Many Disney animators refused to work on this movie because they feared that computers would put them out of business. In fact, 22 years later Disney closed its hand-drawn animation studio in favor of CGI animation. Hand-drawn animation was resumed at Disney after creative director, John Lasseter, also head of Pixar (a computer animation company). TRON was disqualified from receiving an Academy Award nomination for special effects, because the Academy felt at the time that using computer generated effects was “cheating” – wow!

Y’all, I gotta keep it real w/ you; I ONLY watched this for Bridges! He’s adorable w/ a fringe haircut (like the one Kurt Russell had in his day), quirky physicality, and a nerdy personality.
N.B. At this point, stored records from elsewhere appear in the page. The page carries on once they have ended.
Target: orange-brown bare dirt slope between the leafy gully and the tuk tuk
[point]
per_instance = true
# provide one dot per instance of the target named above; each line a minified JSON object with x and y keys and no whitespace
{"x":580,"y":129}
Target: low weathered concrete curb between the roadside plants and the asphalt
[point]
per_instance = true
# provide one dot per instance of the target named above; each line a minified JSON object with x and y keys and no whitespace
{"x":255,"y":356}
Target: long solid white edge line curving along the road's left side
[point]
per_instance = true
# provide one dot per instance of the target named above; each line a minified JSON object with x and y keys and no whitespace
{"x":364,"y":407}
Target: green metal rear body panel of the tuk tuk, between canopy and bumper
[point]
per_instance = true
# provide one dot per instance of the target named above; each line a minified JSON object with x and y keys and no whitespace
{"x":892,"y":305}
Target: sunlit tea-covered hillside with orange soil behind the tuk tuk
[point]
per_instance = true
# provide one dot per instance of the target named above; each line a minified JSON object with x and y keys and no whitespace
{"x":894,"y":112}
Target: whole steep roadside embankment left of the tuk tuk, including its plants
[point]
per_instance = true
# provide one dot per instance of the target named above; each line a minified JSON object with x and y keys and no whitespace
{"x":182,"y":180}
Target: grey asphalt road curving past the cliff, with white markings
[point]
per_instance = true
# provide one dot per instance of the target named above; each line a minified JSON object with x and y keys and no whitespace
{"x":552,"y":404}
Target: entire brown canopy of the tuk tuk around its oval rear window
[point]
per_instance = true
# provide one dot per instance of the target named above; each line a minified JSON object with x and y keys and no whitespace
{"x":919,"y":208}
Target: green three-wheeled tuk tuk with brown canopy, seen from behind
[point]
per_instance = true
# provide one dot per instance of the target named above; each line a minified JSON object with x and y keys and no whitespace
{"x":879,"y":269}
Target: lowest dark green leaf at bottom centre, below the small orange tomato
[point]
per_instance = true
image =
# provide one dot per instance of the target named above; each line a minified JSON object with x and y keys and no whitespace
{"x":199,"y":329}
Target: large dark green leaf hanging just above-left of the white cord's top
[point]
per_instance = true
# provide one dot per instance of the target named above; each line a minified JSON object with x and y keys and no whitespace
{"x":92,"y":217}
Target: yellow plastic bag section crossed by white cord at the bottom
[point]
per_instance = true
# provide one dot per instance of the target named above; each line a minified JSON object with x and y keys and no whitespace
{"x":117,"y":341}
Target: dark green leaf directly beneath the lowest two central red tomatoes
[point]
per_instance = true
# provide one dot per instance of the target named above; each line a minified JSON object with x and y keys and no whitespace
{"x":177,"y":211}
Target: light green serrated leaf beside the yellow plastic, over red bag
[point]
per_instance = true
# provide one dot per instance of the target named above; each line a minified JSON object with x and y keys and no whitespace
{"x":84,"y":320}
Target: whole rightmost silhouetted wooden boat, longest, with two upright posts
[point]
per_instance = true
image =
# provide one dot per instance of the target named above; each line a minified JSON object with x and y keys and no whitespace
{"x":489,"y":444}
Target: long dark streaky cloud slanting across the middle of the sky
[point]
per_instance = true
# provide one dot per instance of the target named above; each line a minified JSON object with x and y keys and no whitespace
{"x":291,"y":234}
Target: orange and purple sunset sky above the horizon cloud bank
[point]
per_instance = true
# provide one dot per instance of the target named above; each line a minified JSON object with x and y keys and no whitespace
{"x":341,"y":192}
ALL the actors (when inside the computer) wore skintight outfits; IRL these were white w/ black markings (where the graphics would be added in later). Bridges had TOO much of a bulge in the crotch area in his costume (hey, this was released by Disney); he had to wear a dance belt to conceal it. To inspire the actors, arcade games were placed on the sets and played during downtime. Bridges found it hard to tear himself away from a game to shoot a scene- LOL! Boxleitner (who lived on a ranch at that time) said he was reluctant to take on this role, BUT ended up having a good time. When asked about his co-star, Boxleitner recalled: “He WAS Kevin Flynn!”

In the 1st act of this movie, we meet 3 young computer programmers- Kevin, Alan, and Lora (Cindy Morgan- I’d never seen her acting before). They’re still close friends, even though Kevin no longer works w/ them at Encom. Kevin and Lora used to be a couple, BUT now she is dating Alan. The main baddie roles are played here by British character actor David Warner; he recently passed away after a long life/prolific career. Warner was a working class kid (from Manchester, England) who came out of the theater world (studied at RADA). Trekkies remembered him fondly on social media; he acted in several notable roles: Star Trek V: The Final Frontier (St. John Talbot), Star Trek VI: The Undiscovered Country (Chancellor Gorkon), and Star Trek: TNG (Gul Madred). He was also on an ep on S1 of Babylon 5; I watched that recently. Warner was the cold/gun-toting Lovejoy in the hit movie, Titanic (2002), who chased Jack and Rose.